3 minutes de lecture

Statu quo de la BCE et faible volatilité propulsent les actifs risqués.

Une «sculpture invisible», représentant l’esprit de l’artiste et matérialisée par un certificat de propriété, s’est vendue 18’000 dollars cette semaine. Il est tentant d’y voir l’inanité de la création monétaire. L’excédent de liquidité conduit ces absurdités dans la droite ligne du développement des cryptomonnaies ou des jetons non-fongibles.

Le choix de la Fed d’ignorer la poussée inflationniste est aussi symptomatique de l’endogénéité de la politique monétaire. Les banques centrales engagées dans les politiques quantitatives n’ont plus le pouvoir d’aller contre les anticipations d’un marché, dont la fonction se réduit désormais à interpréter l’action de la Fed plutôt que les fondamentaux sous-jacents. Le système financier évolue hors-sol.
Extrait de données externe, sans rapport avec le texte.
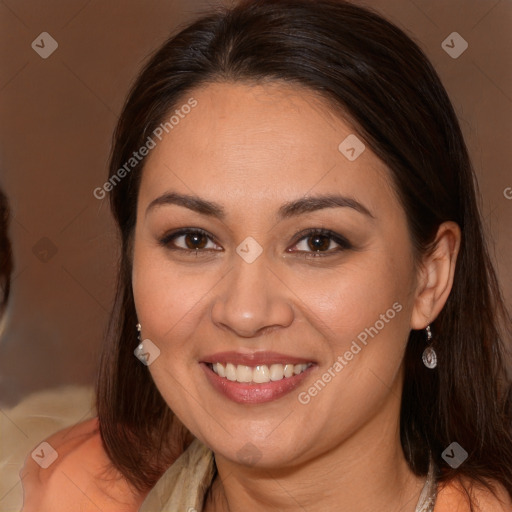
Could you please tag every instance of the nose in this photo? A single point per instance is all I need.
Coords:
(252, 301)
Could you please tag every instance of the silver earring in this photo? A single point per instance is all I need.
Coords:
(429, 354)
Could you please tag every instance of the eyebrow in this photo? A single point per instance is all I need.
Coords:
(287, 210)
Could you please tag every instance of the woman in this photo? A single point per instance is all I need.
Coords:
(304, 283)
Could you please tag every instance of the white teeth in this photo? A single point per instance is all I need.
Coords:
(230, 371)
(243, 373)
(219, 369)
(259, 374)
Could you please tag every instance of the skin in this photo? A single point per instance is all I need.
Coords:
(252, 148)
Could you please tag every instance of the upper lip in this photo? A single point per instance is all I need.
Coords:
(254, 358)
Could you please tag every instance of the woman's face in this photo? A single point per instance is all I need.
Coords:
(258, 294)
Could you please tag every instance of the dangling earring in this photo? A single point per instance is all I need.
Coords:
(429, 354)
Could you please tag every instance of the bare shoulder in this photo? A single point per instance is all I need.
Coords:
(453, 498)
(71, 471)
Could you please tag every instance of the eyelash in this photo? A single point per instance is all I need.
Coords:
(344, 244)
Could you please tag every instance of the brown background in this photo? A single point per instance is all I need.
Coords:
(58, 115)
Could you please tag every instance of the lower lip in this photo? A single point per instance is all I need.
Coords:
(248, 393)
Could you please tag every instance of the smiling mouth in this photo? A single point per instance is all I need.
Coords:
(259, 374)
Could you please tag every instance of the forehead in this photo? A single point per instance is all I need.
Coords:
(261, 142)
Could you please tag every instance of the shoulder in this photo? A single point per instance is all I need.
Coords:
(453, 497)
(71, 471)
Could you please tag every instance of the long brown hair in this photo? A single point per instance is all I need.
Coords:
(6, 260)
(382, 83)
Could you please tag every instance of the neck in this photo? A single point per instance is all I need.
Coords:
(362, 473)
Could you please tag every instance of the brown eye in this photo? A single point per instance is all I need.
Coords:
(195, 240)
(321, 242)
(188, 240)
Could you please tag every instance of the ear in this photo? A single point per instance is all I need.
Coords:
(435, 276)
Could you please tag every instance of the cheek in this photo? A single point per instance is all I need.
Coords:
(347, 301)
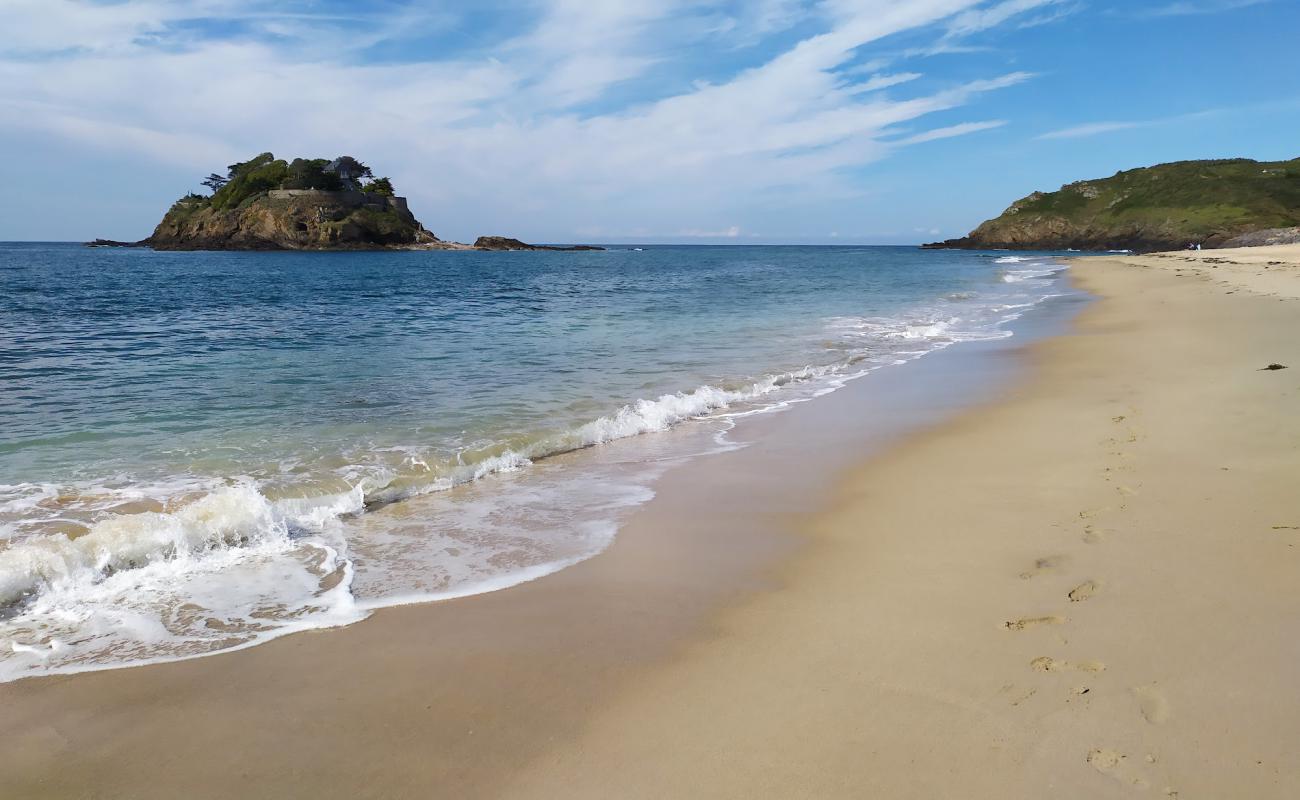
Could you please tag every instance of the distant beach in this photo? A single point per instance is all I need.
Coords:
(1058, 563)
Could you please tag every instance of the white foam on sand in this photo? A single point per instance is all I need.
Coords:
(224, 566)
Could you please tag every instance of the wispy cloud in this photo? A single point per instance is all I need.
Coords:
(1092, 129)
(1199, 7)
(580, 115)
(1096, 129)
(952, 132)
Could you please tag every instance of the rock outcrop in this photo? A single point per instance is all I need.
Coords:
(1164, 207)
(508, 243)
(268, 203)
(291, 220)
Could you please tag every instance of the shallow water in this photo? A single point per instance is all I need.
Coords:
(202, 452)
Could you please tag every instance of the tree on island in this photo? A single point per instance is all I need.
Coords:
(350, 171)
(215, 182)
(380, 186)
(255, 177)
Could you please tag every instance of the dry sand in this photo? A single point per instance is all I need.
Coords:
(1087, 589)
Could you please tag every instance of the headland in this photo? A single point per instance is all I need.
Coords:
(1084, 588)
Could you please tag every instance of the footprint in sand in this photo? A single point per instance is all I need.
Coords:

L’amélioration conjoncturelle en Europe, pourtant reconnue par une BCE qui décrit des risques équilibrés, n’appelle aucun ajustement monétaire. La croissance prévue pour 2021 est pourtant relevée à 4,6%. L’inflation se situera à 1,9% cette année, mais la BCE prévoit une rechute à 1,4% en 2023. Le rythme d’achat du PEPP a été maintenu au troisième trimestre. L’accélération des achats est calibrée afin de permettre la pleine utilisation de l’enveloppe de 1’850 milliards d’euros à l’horizon de mars 2022. La BCE entame aussi sa revue stratégique cette semaine. Les conclusions attendues pour la fin d’année coïncideront avec la fin du PEPP. Les anticipations pour une augmentation future de l’APP en remplacement du PEPP vont bon train.
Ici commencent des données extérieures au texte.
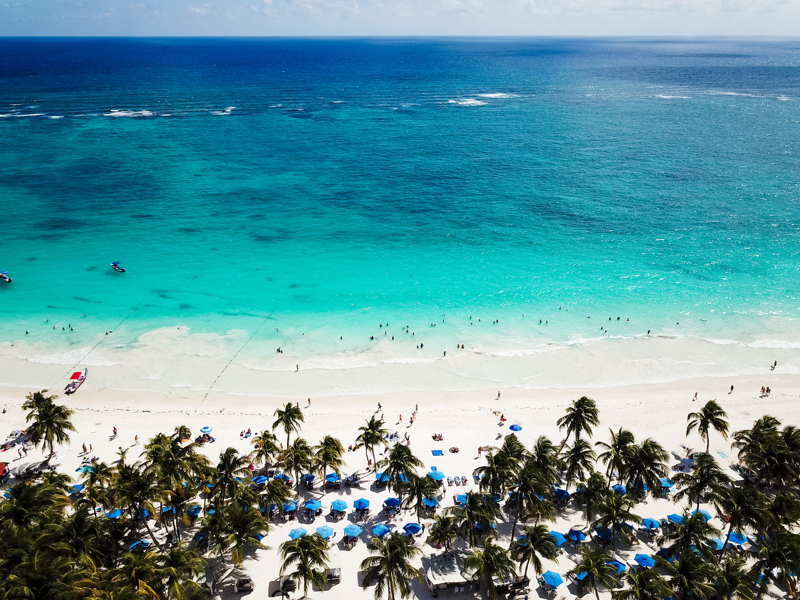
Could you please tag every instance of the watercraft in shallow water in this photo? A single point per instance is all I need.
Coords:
(75, 381)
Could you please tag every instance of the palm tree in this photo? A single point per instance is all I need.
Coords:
(615, 512)
(591, 495)
(399, 466)
(390, 566)
(743, 507)
(711, 416)
(732, 581)
(580, 417)
(578, 460)
(616, 453)
(489, 564)
(371, 435)
(266, 449)
(308, 556)
(532, 546)
(178, 567)
(690, 576)
(418, 489)
(297, 459)
(645, 467)
(598, 572)
(543, 458)
(289, 419)
(49, 422)
(329, 455)
(703, 483)
(475, 518)
(643, 584)
(443, 531)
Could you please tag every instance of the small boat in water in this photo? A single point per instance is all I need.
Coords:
(75, 381)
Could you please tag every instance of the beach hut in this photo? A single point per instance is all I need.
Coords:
(644, 560)
(552, 579)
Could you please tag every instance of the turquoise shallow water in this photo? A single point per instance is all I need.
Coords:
(304, 190)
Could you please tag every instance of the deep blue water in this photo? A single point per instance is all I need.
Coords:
(329, 185)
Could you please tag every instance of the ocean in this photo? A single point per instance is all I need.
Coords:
(329, 196)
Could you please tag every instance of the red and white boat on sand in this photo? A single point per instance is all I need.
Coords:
(75, 381)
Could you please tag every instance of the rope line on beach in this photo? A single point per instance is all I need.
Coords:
(233, 358)
(100, 341)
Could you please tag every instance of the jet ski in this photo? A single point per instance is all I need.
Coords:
(75, 381)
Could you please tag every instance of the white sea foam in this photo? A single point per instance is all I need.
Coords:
(498, 95)
(134, 114)
(467, 102)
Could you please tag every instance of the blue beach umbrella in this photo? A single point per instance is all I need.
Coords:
(325, 532)
(576, 535)
(704, 513)
(737, 538)
(649, 523)
(313, 504)
(412, 528)
(675, 518)
(552, 579)
(621, 568)
(644, 560)
(716, 544)
(558, 538)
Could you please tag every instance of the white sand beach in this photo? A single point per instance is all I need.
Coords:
(467, 419)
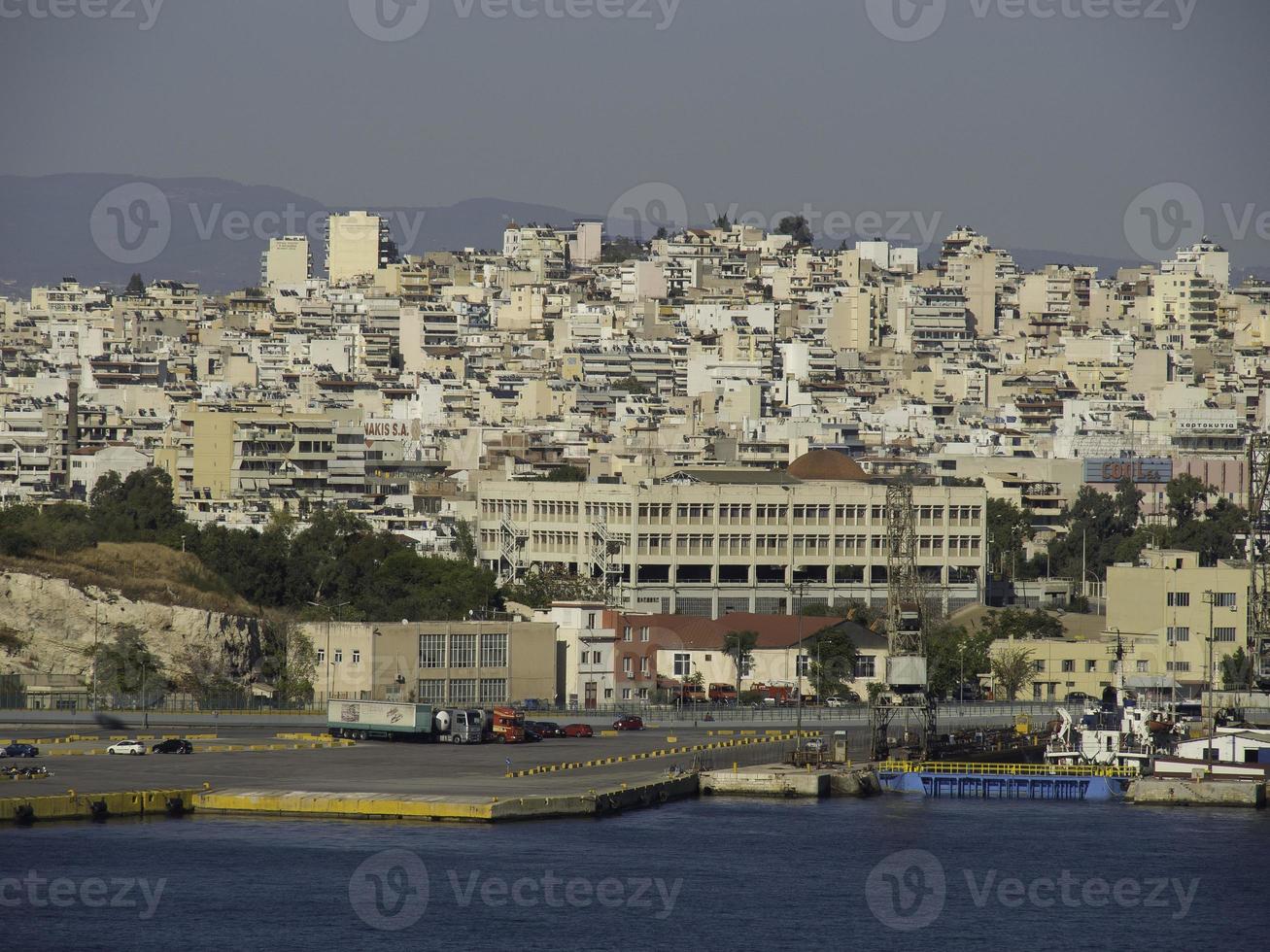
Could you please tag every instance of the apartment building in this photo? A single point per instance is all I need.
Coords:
(712, 541)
Des ajustements techniques sont possibles, afin de réduire la pénurie de collatéral depuis mi-mars.
Aux Etats-Unis, l’attention des marchés se porte sur le FOMC

L’inflation accélère mais la conviction des intervenants est que la Fed ne réagira pas. L’IPC est pourtant ressorti à 5% en mai. Hors éléments volatiles, l’inflation se situe à 3,8%. La réouverture de l’économie se traduit par une nette inflexion des prix liés au transport notamment (automobile, aérien, …). La question essentielle est l’impact plus durable du coût des matières premières, des pénuries de main d’oeuvre et des pressions sur le logement. La contribution du logement va nettement augmenter à l’horizon de 12-18 mois. Il existe un écart inédit entre le nombre de postes ouverts (9,3 millions) et l’offre de travail. Un statu quo similaire à l’action de la BCE est le plus probable. En cas de surprise, une réduction du soutien au marché hypothécaire évoquée par Robert Kaplan (nonvotant au FOMC) est envisageable tant l’inflation du logement devient problématique. L’investissement spéculatif exclut désormais les familles de l’accès à la propriété. Des ajustements techniques sont possibles, afin de réduire la pénurie de collatéral depuis mi-mars.
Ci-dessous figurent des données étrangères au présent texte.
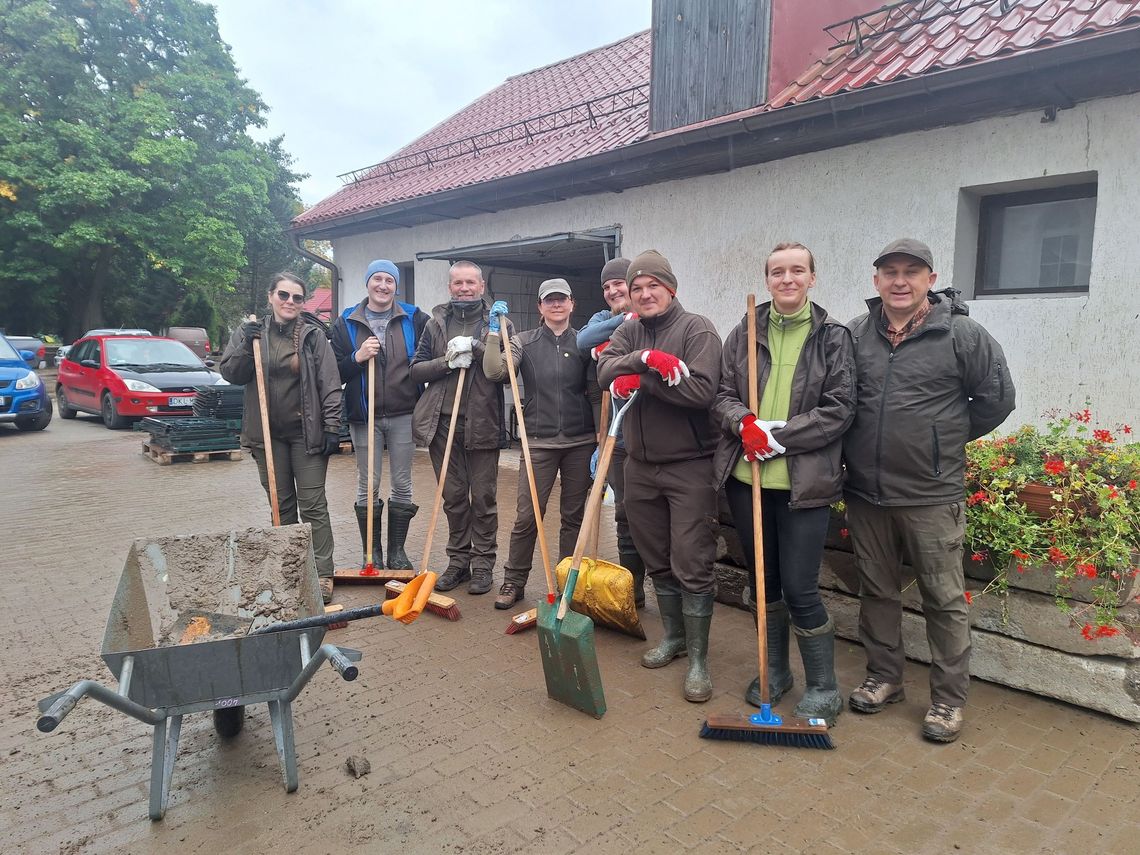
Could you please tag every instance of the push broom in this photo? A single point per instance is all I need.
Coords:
(764, 727)
(527, 619)
(369, 572)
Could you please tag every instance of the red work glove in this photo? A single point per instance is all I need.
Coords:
(625, 385)
(670, 368)
(756, 437)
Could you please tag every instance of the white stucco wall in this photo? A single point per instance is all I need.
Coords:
(846, 204)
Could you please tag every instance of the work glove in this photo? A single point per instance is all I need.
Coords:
(252, 331)
(756, 437)
(331, 444)
(458, 345)
(625, 385)
(498, 309)
(670, 368)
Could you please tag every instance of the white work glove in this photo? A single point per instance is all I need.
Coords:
(461, 345)
(756, 437)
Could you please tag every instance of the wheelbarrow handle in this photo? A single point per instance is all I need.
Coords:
(336, 617)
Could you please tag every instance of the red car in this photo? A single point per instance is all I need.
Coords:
(122, 377)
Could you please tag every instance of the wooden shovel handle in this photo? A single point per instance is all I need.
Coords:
(263, 405)
(526, 456)
(754, 404)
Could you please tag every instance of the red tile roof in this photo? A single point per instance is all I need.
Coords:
(599, 102)
(918, 37)
(592, 103)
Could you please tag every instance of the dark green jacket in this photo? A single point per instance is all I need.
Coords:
(822, 405)
(919, 404)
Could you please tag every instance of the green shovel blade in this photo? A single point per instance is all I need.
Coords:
(570, 660)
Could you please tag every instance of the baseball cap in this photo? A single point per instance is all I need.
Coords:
(554, 286)
(906, 246)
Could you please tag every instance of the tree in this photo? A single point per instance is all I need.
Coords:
(128, 180)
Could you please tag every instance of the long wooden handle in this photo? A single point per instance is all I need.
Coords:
(758, 594)
(526, 456)
(270, 472)
(442, 470)
(372, 455)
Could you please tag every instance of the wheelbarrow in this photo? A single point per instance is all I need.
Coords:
(192, 628)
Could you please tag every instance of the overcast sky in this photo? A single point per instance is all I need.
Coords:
(348, 82)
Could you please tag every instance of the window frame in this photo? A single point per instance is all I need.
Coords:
(1002, 201)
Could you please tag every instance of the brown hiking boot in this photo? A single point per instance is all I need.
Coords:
(509, 595)
(481, 580)
(874, 694)
(943, 723)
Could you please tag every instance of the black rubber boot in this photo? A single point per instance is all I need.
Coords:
(399, 518)
(377, 548)
(632, 562)
(698, 616)
(821, 695)
(780, 680)
(673, 644)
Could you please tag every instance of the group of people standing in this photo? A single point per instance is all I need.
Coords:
(876, 413)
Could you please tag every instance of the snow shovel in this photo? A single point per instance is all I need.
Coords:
(530, 471)
(369, 571)
(566, 638)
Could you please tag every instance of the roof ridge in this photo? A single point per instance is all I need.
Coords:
(576, 56)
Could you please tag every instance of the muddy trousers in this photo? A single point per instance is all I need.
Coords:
(469, 499)
(672, 511)
(548, 463)
(393, 433)
(792, 550)
(931, 538)
(301, 489)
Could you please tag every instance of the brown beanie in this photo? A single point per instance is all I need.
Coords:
(652, 263)
(615, 269)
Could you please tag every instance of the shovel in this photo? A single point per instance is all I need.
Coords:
(566, 638)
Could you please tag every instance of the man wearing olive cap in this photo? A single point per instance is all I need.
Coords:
(929, 380)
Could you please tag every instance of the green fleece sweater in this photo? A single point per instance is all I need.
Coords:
(787, 334)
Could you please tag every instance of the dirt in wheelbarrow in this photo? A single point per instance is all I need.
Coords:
(257, 575)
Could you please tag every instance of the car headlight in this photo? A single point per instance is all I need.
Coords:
(29, 381)
(138, 385)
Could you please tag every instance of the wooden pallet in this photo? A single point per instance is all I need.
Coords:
(164, 458)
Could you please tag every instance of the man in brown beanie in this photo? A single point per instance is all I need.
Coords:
(673, 358)
(593, 339)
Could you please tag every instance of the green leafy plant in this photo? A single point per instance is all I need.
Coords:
(1092, 530)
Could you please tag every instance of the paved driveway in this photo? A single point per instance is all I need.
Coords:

Sur les marchés financiers, la perspective du maintien d’une politique accommodante jusqu’à l’été favorise la prise de risques et décourage les positions vendeuses de taux américains. Les fonds spéculatifs continuent d’accumuler les positions acheteuses sur le T-note en débouclant notamment leurs stratégies de pentification. Le dix ans américain a brièvement réagi à la surprise haussière sur l’IPC avant de replonger vers son point bas hebdomadaire à 1,43%. Les points morts sont également sous pression malgré un sursaut vendredi. L’aplatissement de la courbe assure en outre le succès des émissions de dix et 30 ans. Le 30 ans américain (-8pb sur cinq jours) s’échange autour de 2,15%. En zone euro, l’inaction de la BCE ravive l’intérêt pour la dette souveraine. Les données de PEPP bimestrielles rapportent une hausse de la duration moyenne achetée sur les emprunts publics. Le Bund replonge vers -0,27% dans le sillage du T-note. Les swap spreads ont tendance à s’écarter. Le BTP italien cote à 101pb. La syndication de dix ans italien a attiré une demande de 65 milliards d’euros. La Grèce plaçait également sans heurts 2,5 milliards de dix ans permettant une réduction des spreads swap à +82 pb. Même chose en Irlande. L’excès de liquidité cherche toujours à s’investir alors que se profilent les premières émissions de l’UE pour le financement du programme NextGen EU. Ces opérations débuteront par un emprunt à dix ans mais la maturité cible pour ce programme sera proche de 15 ans en moyenne. L’UE sera le principal émetteur de dette supranationale en euros au second semestre.

Les flux vers les actions européennes soutiennent les indices et compensent les introductions en bourse.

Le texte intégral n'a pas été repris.